Creating the model

We will replicate the exact model as described in the original DeepSpeech paper. As explained earlier, the model consists of both recurrent and nonrecurrent layers. We will now look at the get_layers function in the code:

with tf.name_scope('Lyr1'):
    B1 = tf.get_variable(name='B1', shape=[n_h], 
    initializer=tf.random_normal_initializer(stddev=0.046875))
    H1 = tf.get_variable(name='H1', shape=[n_inp + 2*n_inp*n_ctx, n_h],
    initializer=tf.contrib.layers.xavier_initializer(uniform=False))
    logits1 = tf.add(tf.matmul(X_batch, H1), B1)
    relu1 = tf.nn.relu(logits1)
    clipped_relu1 = tf.minimum(relu1,20.0)
    Lyr1 = tf.nn.dropout(clipped_relu1, 0.5)

with tf.name_scope('Lyr2'):
    B2 = tf.get_variable(name='B2', shape=[n_h], 
    initializer=tf.random_normal_initializer(stddev=0.046875))
    H2 = tf.get_variable(name='H2', shape=[n_h,n_h],
    initializer=tf.random_normal_initializer(stddev=0.046875))
    logits2 = tf.add(tf.matmul(Lyr1, H2), B2)
    relu2 = tf.nn.relu(logits2)
    clipped_relu2 = tf.minimum(relu2,20.0)
    Lyr2 = tf.nn.dropout(clipped_relu2, 0.5)

with tf.name_scope('Lyr3'):
    B3 = tf.get_variable(name='B3', shape=[2*n_h], 
    initializer=tf.random_normal_initializer(stddev=0.046875))
    H3 = tf.get_variable(name='H3', shape=[n_h,2*n_h],
    initializer=tf.random_normal_initializer(stddev=0.046875))
    logits3 = tf.add(tf.matmul(Lyr2, H3), B3)
    relu3 = tf.nn.relu(logits3)
    clipped_relu3 = tf.minimum(relu3,20.0)
    Lyr3 = tf.nn.dropout(clipped_relu3, 0.5)

The first three hidden layers are nonrecurrent. The parameters H1, H2, H3, and B1, B2, B3 are the weights and biases of the layers, respectively. The outputs of the layers pass through a clipped ReLU function to avoid exploding activations. We also have dropout for all of the first three hidden layers. Note that the first hidden layer weights have shape [n_inp + 2*n_ip*n_ctx,n_h], which is the same as the MFCC input with context. In the following code, we have set the number of hidden units n_h as 1024, MFCC features n_inp as 26 and context n_ctx as 9. Afterwards, we will look at the recurrent layer:

with tf.name_scope('RNN_Lyr'):
    fw_c = tf.contrib.rnn.BasicLSTMCell(n_h, forget_bias=1.0, state_is_tuple=True, 
    reuse=tf.get_variable_scope().reuse)
    fw_c = tf.contrib.rnn.DropoutWrapper(fw_c, input_keep_prob=0.7,
            output_keep_prob=0.7,seed=123)
    bw_c = tf.contrib.rnn.BasicLSTMCell(n_h, forget_bias=1.0, state_is_tuple=True, 
    reuse=tf.get_variable_scope().reuse)
    bw_c = tf.contrib.rnn.DropoutWrapper(bw_c,input_keep_prob=0.7, 
            output_keep_prob=0.7, seed=123)
    Lyr3 = tf.reshape(Lyr3, [-1, X_batch_shape[0], 2*n_h])
    outs, out_states = tf.nn.bidirectional_dynamic_rnn(cell_fw=fw_c,
                cell_bw=bw_c,inputs=Lyr3,dtype=tf.float32,time_major=True,
                sequence_length=seq_len)
    outs = tf.concat(outs, 2)
    outs = tf.reshape(outs, [-1, 2 * n_h])
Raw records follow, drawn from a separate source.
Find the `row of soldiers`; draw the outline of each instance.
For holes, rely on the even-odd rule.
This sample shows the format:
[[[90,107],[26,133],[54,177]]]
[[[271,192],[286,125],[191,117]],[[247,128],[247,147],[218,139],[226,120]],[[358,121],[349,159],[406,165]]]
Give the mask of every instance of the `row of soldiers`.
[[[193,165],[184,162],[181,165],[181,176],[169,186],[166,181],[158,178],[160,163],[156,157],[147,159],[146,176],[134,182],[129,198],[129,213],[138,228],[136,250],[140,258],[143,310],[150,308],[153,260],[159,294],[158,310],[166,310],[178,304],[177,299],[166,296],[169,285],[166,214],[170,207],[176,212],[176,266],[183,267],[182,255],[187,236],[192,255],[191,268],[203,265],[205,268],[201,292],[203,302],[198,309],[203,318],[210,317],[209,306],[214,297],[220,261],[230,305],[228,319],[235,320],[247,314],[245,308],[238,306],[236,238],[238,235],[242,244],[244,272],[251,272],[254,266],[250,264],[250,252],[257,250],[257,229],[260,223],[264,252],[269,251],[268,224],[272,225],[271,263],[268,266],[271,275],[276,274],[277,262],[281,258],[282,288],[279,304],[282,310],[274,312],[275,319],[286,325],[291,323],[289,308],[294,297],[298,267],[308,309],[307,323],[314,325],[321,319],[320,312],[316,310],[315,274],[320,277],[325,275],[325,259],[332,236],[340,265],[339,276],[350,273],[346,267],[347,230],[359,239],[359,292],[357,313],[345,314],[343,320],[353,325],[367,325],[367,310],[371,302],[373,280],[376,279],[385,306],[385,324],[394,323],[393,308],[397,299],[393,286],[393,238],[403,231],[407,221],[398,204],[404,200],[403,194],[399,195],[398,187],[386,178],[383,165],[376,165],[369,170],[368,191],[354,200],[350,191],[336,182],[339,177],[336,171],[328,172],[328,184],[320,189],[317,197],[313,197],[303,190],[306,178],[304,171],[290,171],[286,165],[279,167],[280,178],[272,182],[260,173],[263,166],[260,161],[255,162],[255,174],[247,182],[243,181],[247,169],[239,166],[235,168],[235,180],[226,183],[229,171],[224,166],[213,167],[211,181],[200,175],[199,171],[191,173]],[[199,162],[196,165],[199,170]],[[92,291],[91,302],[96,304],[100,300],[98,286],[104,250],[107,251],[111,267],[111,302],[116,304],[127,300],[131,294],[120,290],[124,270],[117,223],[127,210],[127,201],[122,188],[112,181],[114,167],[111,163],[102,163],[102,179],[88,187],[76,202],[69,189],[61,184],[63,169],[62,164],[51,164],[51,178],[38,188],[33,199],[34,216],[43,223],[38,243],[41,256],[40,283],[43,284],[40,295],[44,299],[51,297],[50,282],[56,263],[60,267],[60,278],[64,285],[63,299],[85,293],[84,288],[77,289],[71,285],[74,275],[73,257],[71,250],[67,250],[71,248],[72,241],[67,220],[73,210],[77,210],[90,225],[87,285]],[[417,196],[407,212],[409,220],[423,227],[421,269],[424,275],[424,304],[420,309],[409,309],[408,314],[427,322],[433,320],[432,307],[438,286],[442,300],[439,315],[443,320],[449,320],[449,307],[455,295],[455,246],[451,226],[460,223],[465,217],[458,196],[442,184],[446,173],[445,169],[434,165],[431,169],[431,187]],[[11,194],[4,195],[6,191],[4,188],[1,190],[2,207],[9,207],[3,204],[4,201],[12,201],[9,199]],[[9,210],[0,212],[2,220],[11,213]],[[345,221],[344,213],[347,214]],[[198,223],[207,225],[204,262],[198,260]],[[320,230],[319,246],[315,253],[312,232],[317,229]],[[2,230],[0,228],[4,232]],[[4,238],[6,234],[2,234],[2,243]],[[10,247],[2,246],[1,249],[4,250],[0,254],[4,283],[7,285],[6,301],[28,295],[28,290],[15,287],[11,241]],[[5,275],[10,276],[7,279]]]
As described previously, the recurrent layer is a bidirectional LSTM with dropout. The concatenated output of the forward and backward LSTM are input to the next hidden layer. Now, we will look at the last two hidden layers at the output:

with tf.name_scope('Lyr4'):
    B4 = tf.get_variable(name='B4', shape=[n_h], 
    initializer=tf.random_normal_initializer(stddev=0.046875))
    H4 = tf.get_variable(name='H4', shape=[(2 * n_h), n_h],
    initializer=tf.random_normal_initializer(stddev=0.046875))
    logits4 = tf.add(tf.matmul(outs, H4), B4)
    relu4 = tf.nn.relu(logits4)
    clipped_relu4 = tf.minimum(relu4,20.0)
    Lyr4 = tf.nn.dropout(clipped_relu4, 0.5)
 
with tf.name_scope('Lyr5'):
    B5 = tf.get_variable(name='B5', shape=[n_h], 
    initializer=tf.random_normal_initializer(stddev=0.046875))
    H5 = tf.get_variable(name='H5', shape=[n_h, n_chars],
    initializer=tf.random_normal_initializer(stddev=0.046875))
    Lyr5 = tf.add(tf.matmul(Lyr4, H5), B5)
    Lyr5 = tf.reshape(Lyr5, [-1, X_batch_shape[0], n_chars])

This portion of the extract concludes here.